This is a fairly well-documented sales brochure--much better than the average white-shoe-polish "this unit rides and drives like new" sales pitch. The transmission and rear-axle modifications suggest the car has been to the track or drag raced often, and only a test drive could offer insight to the car's soundness.
The Basics of All Cars
I've always felt that the more stock the car, the better the foundation is to start with. Performance modifications can spell hard driving, but not always. Sometimes show cars and their owners who just cruise in them can be highly modified but rarely raced. Assessing the quality of the work, the parts chosen, and the condition of the vehicle can give you a better idea of the overall condition.
If the car you're looking at has an inch-thick coating of rubber in the wheelwells, it's probably a good sign the car has been driven hard. If it's a race car, this might be acceptable--aside from the fact that it may point to a lack of maintenance. Stay away from gears that grind, or a trans or clutch that slips, unless you're in the transmission business. Sometimes these issues point to an inexperienced, but not necessarily abusive, driver.
Look for spaghetti wiring anywhere on the car. Hack jobs in the wiring department can lead to a host of electrical gremlins that you might be chasing forever. Look for owner records of repair and maintenance work, and if possible, verify a car's health by taking it to a reputable shop for an inspection. When we consulted the staff at HP Performance in Orange Park, Florida, regarding this story, they recommended having a qualified shop perform a multipoint inspection. HP offers free quick inspections where they will put the vehicle on a lift and check suspension wear, upper and lower control arm bushings, frame damage, and inspect the quality of aftermarket work, if present. They can also provide more in-depth services, such as compression and leakdown tests, at their regular shop rate.

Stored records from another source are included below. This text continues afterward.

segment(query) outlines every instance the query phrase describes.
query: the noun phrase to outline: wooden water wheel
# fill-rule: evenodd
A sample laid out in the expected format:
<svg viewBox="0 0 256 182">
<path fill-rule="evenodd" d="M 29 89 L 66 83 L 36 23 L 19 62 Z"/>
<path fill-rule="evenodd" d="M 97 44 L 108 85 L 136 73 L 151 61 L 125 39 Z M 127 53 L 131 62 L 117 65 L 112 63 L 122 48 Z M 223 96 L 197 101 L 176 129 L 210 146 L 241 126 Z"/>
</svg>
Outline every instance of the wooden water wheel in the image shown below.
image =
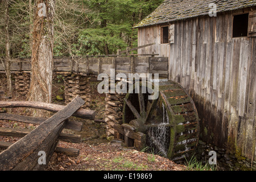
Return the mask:
<svg viewBox="0 0 256 182">
<path fill-rule="evenodd" d="M 158 84 L 159 97 L 154 100 L 148 100 L 149 92 L 152 93 L 148 88 L 150 92 L 146 93 L 127 94 L 123 124 L 114 126 L 115 138 L 124 139 L 127 146 L 138 150 L 147 146 L 156 154 L 181 160 L 197 144 L 197 111 L 191 97 L 179 84 L 171 81 Z M 142 89 L 142 84 L 140 86 Z"/>
</svg>

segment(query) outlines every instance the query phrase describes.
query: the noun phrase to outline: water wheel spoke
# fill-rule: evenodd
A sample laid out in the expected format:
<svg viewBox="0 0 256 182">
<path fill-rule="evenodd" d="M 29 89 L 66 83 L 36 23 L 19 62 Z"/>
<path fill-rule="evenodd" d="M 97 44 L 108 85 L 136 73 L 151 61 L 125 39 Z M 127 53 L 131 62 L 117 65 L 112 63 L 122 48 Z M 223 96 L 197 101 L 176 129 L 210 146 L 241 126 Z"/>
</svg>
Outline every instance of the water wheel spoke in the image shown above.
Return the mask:
<svg viewBox="0 0 256 182">
<path fill-rule="evenodd" d="M 141 111 L 141 115 L 142 118 L 146 118 L 145 103 L 144 102 L 144 96 L 143 93 L 138 94 L 139 98 L 139 110 Z"/>
<path fill-rule="evenodd" d="M 154 105 L 154 104 L 156 102 L 157 100 L 152 100 L 152 103 L 150 103 L 149 101 L 147 101 L 147 112 L 146 114 L 146 121 L 147 120 L 148 118 L 149 115 L 150 114 L 150 111 L 152 110 L 152 106 Z"/>
<path fill-rule="evenodd" d="M 134 106 L 131 104 L 131 102 L 129 101 L 127 101 L 127 99 L 125 98 L 125 101 L 128 107 L 130 108 L 131 111 L 133 112 L 134 116 L 137 118 L 139 119 L 141 118 L 141 115 L 139 114 L 137 109 L 134 107 Z"/>
</svg>

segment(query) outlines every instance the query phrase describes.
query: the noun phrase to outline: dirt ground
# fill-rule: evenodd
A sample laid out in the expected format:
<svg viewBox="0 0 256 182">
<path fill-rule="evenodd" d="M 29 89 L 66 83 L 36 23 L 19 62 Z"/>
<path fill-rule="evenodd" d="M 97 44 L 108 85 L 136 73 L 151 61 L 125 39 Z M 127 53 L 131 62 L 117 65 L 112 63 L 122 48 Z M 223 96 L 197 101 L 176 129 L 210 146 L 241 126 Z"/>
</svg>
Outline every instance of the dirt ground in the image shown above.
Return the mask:
<svg viewBox="0 0 256 182">
<path fill-rule="evenodd" d="M 4 77 L 0 77 L 0 90 L 5 90 Z M 97 92 L 97 82 L 91 81 L 92 102 L 91 109 L 96 110 L 96 119 L 104 118 L 105 95 Z M 14 88 L 14 86 L 13 86 Z M 61 77 L 55 77 L 52 89 L 52 102 L 64 104 L 64 83 Z M 25 100 L 26 97 L 19 95 L 14 90 L 11 100 Z M 63 99 L 63 100 L 62 100 Z M 9 109 L 8 113 L 27 115 L 24 108 Z M 180 171 L 184 166 L 178 165 L 160 156 L 138 151 L 125 147 L 118 143 L 106 139 L 105 123 L 72 117 L 83 122 L 81 132 L 64 130 L 63 132 L 75 133 L 82 136 L 82 141 L 77 144 L 60 142 L 58 146 L 80 150 L 78 157 L 71 157 L 55 153 L 46 169 L 47 171 Z M 0 121 L 0 127 L 19 129 L 35 129 L 33 124 L 25 124 L 8 120 Z M 0 141 L 14 143 L 19 138 L 0 136 Z M 0 148 L 1 151 L 1 148 Z"/>
</svg>

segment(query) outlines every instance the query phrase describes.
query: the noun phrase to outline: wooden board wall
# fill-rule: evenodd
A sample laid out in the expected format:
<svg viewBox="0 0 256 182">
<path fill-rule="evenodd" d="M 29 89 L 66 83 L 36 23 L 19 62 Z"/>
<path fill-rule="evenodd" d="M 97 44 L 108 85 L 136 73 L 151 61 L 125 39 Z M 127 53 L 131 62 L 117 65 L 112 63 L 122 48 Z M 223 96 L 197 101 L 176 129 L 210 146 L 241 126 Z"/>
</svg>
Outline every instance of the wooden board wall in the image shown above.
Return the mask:
<svg viewBox="0 0 256 182">
<path fill-rule="evenodd" d="M 110 69 L 115 69 L 115 75 L 125 73 L 159 73 L 168 77 L 168 57 L 150 56 L 109 57 L 57 57 L 54 59 L 54 72 L 72 72 L 87 75 L 98 75 L 106 73 L 110 75 Z M 152 66 L 150 66 L 152 64 Z M 156 65 L 158 67 L 156 67 Z M 30 59 L 16 59 L 11 61 L 13 71 L 30 71 Z M 4 71 L 0 64 L 0 71 Z"/>
<path fill-rule="evenodd" d="M 173 23 L 174 44 L 160 44 L 160 25 L 139 28 L 138 46 L 156 44 L 139 53 L 169 57 L 169 79 L 192 96 L 203 140 L 255 160 L 256 37 L 232 38 L 232 12 Z"/>
</svg>

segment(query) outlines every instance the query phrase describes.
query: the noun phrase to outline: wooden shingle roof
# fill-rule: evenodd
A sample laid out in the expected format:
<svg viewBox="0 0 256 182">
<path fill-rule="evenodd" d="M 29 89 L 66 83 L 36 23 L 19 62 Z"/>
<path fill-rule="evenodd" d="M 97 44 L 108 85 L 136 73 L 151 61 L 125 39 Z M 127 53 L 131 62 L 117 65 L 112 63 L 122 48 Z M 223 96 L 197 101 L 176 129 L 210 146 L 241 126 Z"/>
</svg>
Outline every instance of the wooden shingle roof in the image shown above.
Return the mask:
<svg viewBox="0 0 256 182">
<path fill-rule="evenodd" d="M 256 0 L 166 0 L 134 28 L 208 15 L 212 3 L 217 13 L 256 6 Z"/>
</svg>

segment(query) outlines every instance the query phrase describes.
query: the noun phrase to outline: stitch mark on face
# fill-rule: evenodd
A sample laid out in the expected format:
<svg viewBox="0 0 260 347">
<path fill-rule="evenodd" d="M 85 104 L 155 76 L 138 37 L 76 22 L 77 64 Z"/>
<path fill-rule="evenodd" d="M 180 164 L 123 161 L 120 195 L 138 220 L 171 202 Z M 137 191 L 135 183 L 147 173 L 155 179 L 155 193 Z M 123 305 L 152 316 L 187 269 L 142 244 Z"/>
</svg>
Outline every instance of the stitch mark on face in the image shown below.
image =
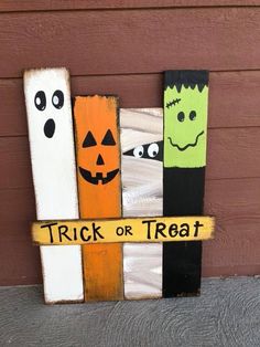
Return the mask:
<svg viewBox="0 0 260 347">
<path fill-rule="evenodd" d="M 169 103 L 166 104 L 166 107 L 170 108 L 170 107 L 172 107 L 172 106 L 175 106 L 175 105 L 178 104 L 180 102 L 181 102 L 181 98 L 175 98 L 175 99 L 173 99 L 172 102 L 169 102 Z"/>
<path fill-rule="evenodd" d="M 196 136 L 196 139 L 195 139 L 195 143 L 194 144 L 187 144 L 186 146 L 184 147 L 180 147 L 177 144 L 174 144 L 172 141 L 172 138 L 171 137 L 167 137 L 170 144 L 173 146 L 173 147 L 176 147 L 178 150 L 183 151 L 183 150 L 186 150 L 188 147 L 196 147 L 197 146 L 197 141 L 198 141 L 198 138 L 204 134 L 204 130 L 202 133 L 199 133 L 197 136 Z"/>
</svg>

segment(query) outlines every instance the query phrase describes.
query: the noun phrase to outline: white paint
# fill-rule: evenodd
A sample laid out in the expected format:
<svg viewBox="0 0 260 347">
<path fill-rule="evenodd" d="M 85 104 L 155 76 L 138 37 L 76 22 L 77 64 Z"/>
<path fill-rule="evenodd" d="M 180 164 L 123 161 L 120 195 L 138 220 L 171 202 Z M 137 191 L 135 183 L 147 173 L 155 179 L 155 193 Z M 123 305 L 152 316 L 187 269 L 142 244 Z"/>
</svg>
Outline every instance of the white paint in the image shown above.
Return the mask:
<svg viewBox="0 0 260 347">
<path fill-rule="evenodd" d="M 64 94 L 64 106 L 54 107 L 55 91 Z M 43 91 L 46 107 L 39 111 L 35 94 Z M 31 70 L 24 73 L 31 162 L 39 220 L 77 219 L 78 200 L 69 75 L 65 69 Z M 36 98 L 41 104 L 41 98 Z M 47 119 L 55 123 L 53 137 L 44 135 Z M 41 246 L 44 296 L 47 303 L 83 301 L 83 269 L 79 245 Z"/>
<path fill-rule="evenodd" d="M 161 108 L 121 109 L 121 151 L 163 139 Z M 123 217 L 162 215 L 162 162 L 122 155 Z M 126 298 L 162 296 L 162 244 L 123 244 Z"/>
</svg>

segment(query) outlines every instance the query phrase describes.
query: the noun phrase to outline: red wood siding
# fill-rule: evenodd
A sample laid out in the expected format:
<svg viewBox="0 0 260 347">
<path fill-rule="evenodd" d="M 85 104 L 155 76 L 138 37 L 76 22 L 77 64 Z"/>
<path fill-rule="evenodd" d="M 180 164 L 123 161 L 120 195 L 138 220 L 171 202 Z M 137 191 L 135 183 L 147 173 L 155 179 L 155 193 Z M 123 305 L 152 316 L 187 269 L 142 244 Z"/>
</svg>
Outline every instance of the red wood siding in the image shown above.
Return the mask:
<svg viewBox="0 0 260 347">
<path fill-rule="evenodd" d="M 41 282 L 21 76 L 61 65 L 73 95 L 118 94 L 121 107 L 161 107 L 163 70 L 210 71 L 205 213 L 217 233 L 203 273 L 260 274 L 259 42 L 260 1 L 1 1 L 0 285 Z"/>
</svg>

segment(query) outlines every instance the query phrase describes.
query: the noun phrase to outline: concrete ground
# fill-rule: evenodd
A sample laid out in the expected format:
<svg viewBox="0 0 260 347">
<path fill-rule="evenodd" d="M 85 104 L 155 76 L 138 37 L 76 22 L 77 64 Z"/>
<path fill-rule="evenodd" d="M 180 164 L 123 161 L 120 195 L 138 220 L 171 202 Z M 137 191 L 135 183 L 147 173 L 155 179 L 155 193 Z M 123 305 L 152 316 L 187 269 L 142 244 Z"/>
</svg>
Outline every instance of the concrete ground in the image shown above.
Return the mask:
<svg viewBox="0 0 260 347">
<path fill-rule="evenodd" d="M 260 347 L 260 278 L 203 280 L 202 296 L 47 306 L 0 287 L 0 346 Z"/>
</svg>

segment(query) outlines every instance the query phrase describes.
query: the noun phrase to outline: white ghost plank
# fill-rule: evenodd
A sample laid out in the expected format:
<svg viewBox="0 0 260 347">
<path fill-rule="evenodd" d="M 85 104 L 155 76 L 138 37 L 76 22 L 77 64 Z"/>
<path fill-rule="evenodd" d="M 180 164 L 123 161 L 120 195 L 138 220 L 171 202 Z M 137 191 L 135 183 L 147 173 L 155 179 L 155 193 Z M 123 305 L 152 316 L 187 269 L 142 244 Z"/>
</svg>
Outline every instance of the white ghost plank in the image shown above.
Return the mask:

The later SN-95 modular-powered cars still bring in the bucks, as do Saleen and Roush models such as this S-281.
Beware Of Imposters
In looking through numerous ads, we came across many "Cobra" Mustangs, but few were actually SVT products. Imposters, clones, and replicas have been commonplace in the musclecar market for years, so it's no surprise to see late-model Mustangs that have been reworked into high-performance-model Mustangs. Sometimes it's a set of Cobra R wheels or a Saleen ground-effects package that the owners flaunt in the subject title of the ad to attract more potential buyers. Do your research and ask for official paperwork or validation of some sort.
'87-'93 Mustangs (Fox-Body)
The fuel-injected 5.0L Mustang is as popular as ever, and the strong market for clean Foxes shows this. Relatively clean examples pull in $4,000-$6,000, which will probably get you an 80,000-mile hatchback LX or GT. Coupe or sedan models bring in another thousand or two. Surprisingly, convertible models can be had for $4,000 or less. We've also seen a trend of 30-something individuals spending $10,000 or more for very low-mileage Mustangs. Many of these people sold their modular-powered Ponies to go back to a Fox-body, which was probably a car they had in high school. Check eBay and you'll see some rather pricey Fox Mustangs with 20,000-30,000 miles on the clock. Whether these cars hold their value in years to come remains to be seen.

The four-cylinder conversion is a viable option for those very mechanically inclined enthusiasts. Notchback models are in high demand, and for some, this is the only way to afford one.
Common problems with Fox Mustangs include torque-box damage (where the lower control arm mounts to the chassis) and rust under the hatch or trunk lid. Damaged torque boxes will have cracks and tears in the sheetmetal of the chassis, and are generally the work of abusive drivers and/or high-traction racing situations. These can be repaired, but you may want to stay away from cars with this problem. One thing to keep in mind is that the '93 5.0L Mustang engines were equipped with hypereutectic pistons. In the hands of a capable tuner, they work well, but they aren't nearly as durable as the earlier engines that have forged aluminum slugs.
High-mileage Foxes will have an assortment of interior component failures, including window regulators, door-lock actuators, and convertible-top motors. We've seen some of these components fail on 40,000-50,000-mile cars, but it's more common in 100,000-plus-mile plus vehicles. Repair parts are available at places such as Latemodel Restoration Supply.
Becoming more common in the Mustang market are four-cylinder to eight-cylinder conversions. The Fox-body coupe or sedan model seems to be the hot ticket, as purchasing a factory 5.0L coupe is at the higher end of the market. There's nothing wrong with the conversion if it's done properly and everything works as it should. Check for clean and neat installations. Oftentimes these cars are in better shape because they haven't been beat on as badly or for as long. The chassis are probably a lot stiffer since they haven't had to endure the 5.0's abundant torque for the majority of its life. Carfax can usually reveal the car's true identity, and you'll also want to look for smaller sway bars and brakes, as the four-and six-cylinder parts are significantly smaller. Proper conversions will have the V-8 spec equipment in every department.